I asked several people who have demonstrated innovation as a career trait what they think makes it possible. Here are some answers that I found most helpful. Of course, your thoughts on the matter would be most welcome.
DJ Stout, partner, Pentagram: "Do self-assigned or 'not-for-pay' projects. Anything that doesn't involve a 'real' paying client who will most likely reject or rip the heart out of a truly original or innovative idea. For instance, I've been doing silk-screened posters for a creative speaking event called Pecha Kucha and I've been doing little self-published books on things that interest me."
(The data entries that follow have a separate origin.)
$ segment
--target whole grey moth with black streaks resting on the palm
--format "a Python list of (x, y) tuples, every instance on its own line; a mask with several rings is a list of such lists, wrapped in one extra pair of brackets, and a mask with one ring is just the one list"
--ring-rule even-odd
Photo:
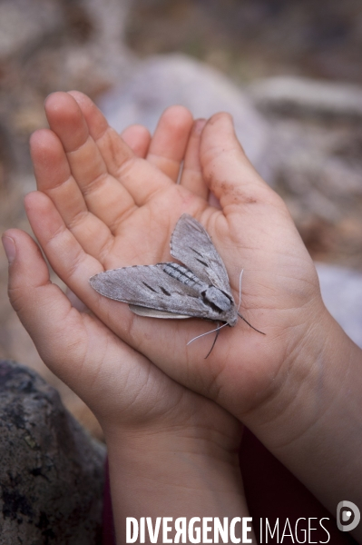
[[(209, 234), (187, 213), (181, 215), (171, 235), (171, 256), (181, 263), (134, 265), (100, 272), (92, 276), (91, 285), (105, 297), (128, 302), (131, 311), (139, 316), (203, 318), (230, 327), (238, 322), (238, 316), (247, 322), (235, 305), (228, 273)], [(219, 325), (213, 331), (217, 333), (210, 352)]]

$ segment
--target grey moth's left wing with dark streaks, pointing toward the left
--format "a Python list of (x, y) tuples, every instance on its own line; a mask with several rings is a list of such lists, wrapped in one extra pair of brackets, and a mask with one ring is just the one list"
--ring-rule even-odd
[[(222, 314), (202, 302), (195, 290), (164, 272), (164, 265), (136, 265), (100, 272), (90, 278), (90, 282), (94, 290), (105, 297), (156, 311), (154, 318), (164, 318), (156, 314), (170, 312), (180, 317), (223, 320)], [(142, 315), (151, 316), (147, 311)]]

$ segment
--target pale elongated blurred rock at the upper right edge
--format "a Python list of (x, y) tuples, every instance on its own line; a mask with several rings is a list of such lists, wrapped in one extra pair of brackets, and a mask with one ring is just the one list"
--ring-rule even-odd
[(263, 111), (362, 118), (362, 89), (357, 85), (279, 76), (251, 84), (249, 94)]

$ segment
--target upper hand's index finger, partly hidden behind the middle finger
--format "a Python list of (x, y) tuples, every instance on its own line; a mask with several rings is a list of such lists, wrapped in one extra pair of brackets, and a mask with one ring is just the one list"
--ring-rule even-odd
[(170, 178), (160, 173), (158, 168), (132, 154), (132, 150), (122, 141), (120, 134), (108, 125), (102, 112), (88, 96), (77, 91), (69, 94), (81, 108), (108, 172), (122, 183), (136, 205), (142, 206), (154, 193), (171, 185)]

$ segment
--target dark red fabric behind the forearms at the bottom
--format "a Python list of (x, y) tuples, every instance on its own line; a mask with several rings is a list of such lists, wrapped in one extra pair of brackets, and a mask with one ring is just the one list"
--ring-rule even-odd
[[(262, 543), (267, 542), (270, 544), (280, 543), (282, 531), (286, 519), (288, 519), (293, 531), (294, 541), (290, 537), (285, 537), (282, 543), (283, 545), (289, 545), (290, 543), (298, 542), (295, 539), (295, 524), (301, 517), (307, 519), (307, 522), (302, 521), (306, 524), (308, 524), (308, 519), (312, 519), (313, 517), (317, 519), (311, 521), (311, 528), (317, 528), (317, 530), (311, 531), (310, 541), (307, 538), (307, 543), (326, 542), (328, 534), (320, 528), (318, 520), (327, 517), (329, 520), (324, 520), (323, 525), (330, 534), (330, 540), (328, 541), (330, 545), (357, 545), (357, 541), (348, 533), (338, 530), (336, 520), (329, 511), (247, 429), (244, 431), (240, 445), (240, 468), (249, 513), (253, 518), (253, 527), (259, 543), (260, 518), (263, 520), (268, 519), (271, 529), (274, 528), (275, 522), (279, 518), (279, 540), (277, 540), (276, 535), (274, 538), (271, 538), (269, 534), (268, 541), (265, 539), (265, 536), (263, 536), (263, 540), (261, 541)], [(346, 498), (342, 498), (341, 500), (346, 500)], [(300, 532), (302, 528), (303, 526), (300, 525), (298, 531)], [(301, 533), (298, 534), (298, 540), (303, 542), (303, 535)], [(102, 545), (115, 544), (107, 464)]]

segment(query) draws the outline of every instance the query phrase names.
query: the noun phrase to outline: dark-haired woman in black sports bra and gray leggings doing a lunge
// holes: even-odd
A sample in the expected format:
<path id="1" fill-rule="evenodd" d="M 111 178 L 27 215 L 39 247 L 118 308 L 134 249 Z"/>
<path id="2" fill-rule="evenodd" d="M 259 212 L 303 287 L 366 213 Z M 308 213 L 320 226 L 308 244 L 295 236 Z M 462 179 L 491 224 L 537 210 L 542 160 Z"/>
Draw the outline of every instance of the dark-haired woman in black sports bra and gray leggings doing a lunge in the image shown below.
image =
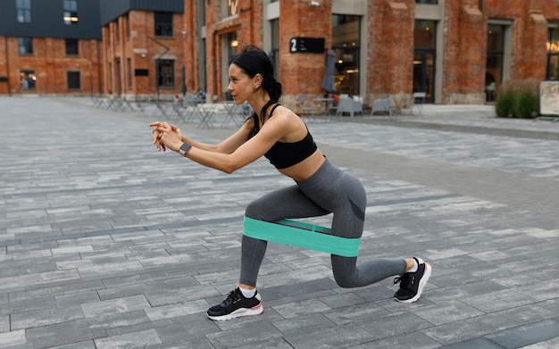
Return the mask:
<path id="1" fill-rule="evenodd" d="M 229 62 L 229 92 L 236 104 L 245 101 L 254 114 L 219 145 L 182 136 L 167 122 L 154 122 L 154 144 L 215 170 L 231 173 L 262 156 L 295 185 L 255 200 L 246 217 L 275 221 L 333 213 L 331 234 L 358 238 L 363 234 L 366 195 L 363 185 L 349 172 L 338 169 L 321 154 L 295 112 L 278 104 L 281 84 L 274 78 L 271 60 L 261 49 L 247 46 Z M 267 242 L 242 237 L 238 287 L 222 303 L 207 311 L 212 320 L 229 320 L 263 312 L 256 278 Z M 331 255 L 334 278 L 340 287 L 363 287 L 399 275 L 395 298 L 412 303 L 419 299 L 430 277 L 430 265 L 419 258 L 377 259 L 356 265 L 356 257 Z"/>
Loni Peristere, founding partner, Zoic Studios: "Replace yourself. The intern program at Zoic is loaded with young super creatives. Their inexperience with production and process often opens the doors for huge ideas. We also hired a number of industry veterans of 30 years or more across the art and production divisions. These legends also bring amazing solutions. How do you keep sharp? Surround yourself with people who will call you out when you are dull."
Ernie Schenck, creative director and author of The Houdini Solution: "You've got to be in a perpetual state of reinvention. You've got this ability to come up with ideas that younger people are just never going to see because they haven't been exposed to enough life yet. But you can't accept the idea of a comfort zone. You let yourself do that and you can become stale and irrelevant in a heartbeat."
Doug Pedersen, freelance creative director and art director, formerly with agencies Loeffler Ketchum Mountjoy, CP&B and Carmichael Lynch: "Be aware that patterns may be occurring in your work. Take your portfolio and post it along a wall. It shouldn't look like the same creative person did everything. If it does, you have a problem. Also, doing my own art and side projects keeps me excited as a creative person and it forces me to think differently."
Julie Bowman, freelance writer and founder of Giant Noodle: "You have to be a student of the industry. You have to research what's making it into the award shows; you have to pay attention to the industry pubs. And you have to look at places like Mashable.com to stay abreast of what's happening in the digital realm. It takes a lot of effort because everything moves so quickly these days."
David Baldwin, Baldwin&: "This is one of those really tough questions because I don't do anything intentionally to stay sharp. That said, as the chairman of the One Club, I was able to go to see almost every piece of relevant communication in our industry over the last five years. The interesting thing now is that everything is at everyone's fingertips. We can find how well our work stands up in a few seconds."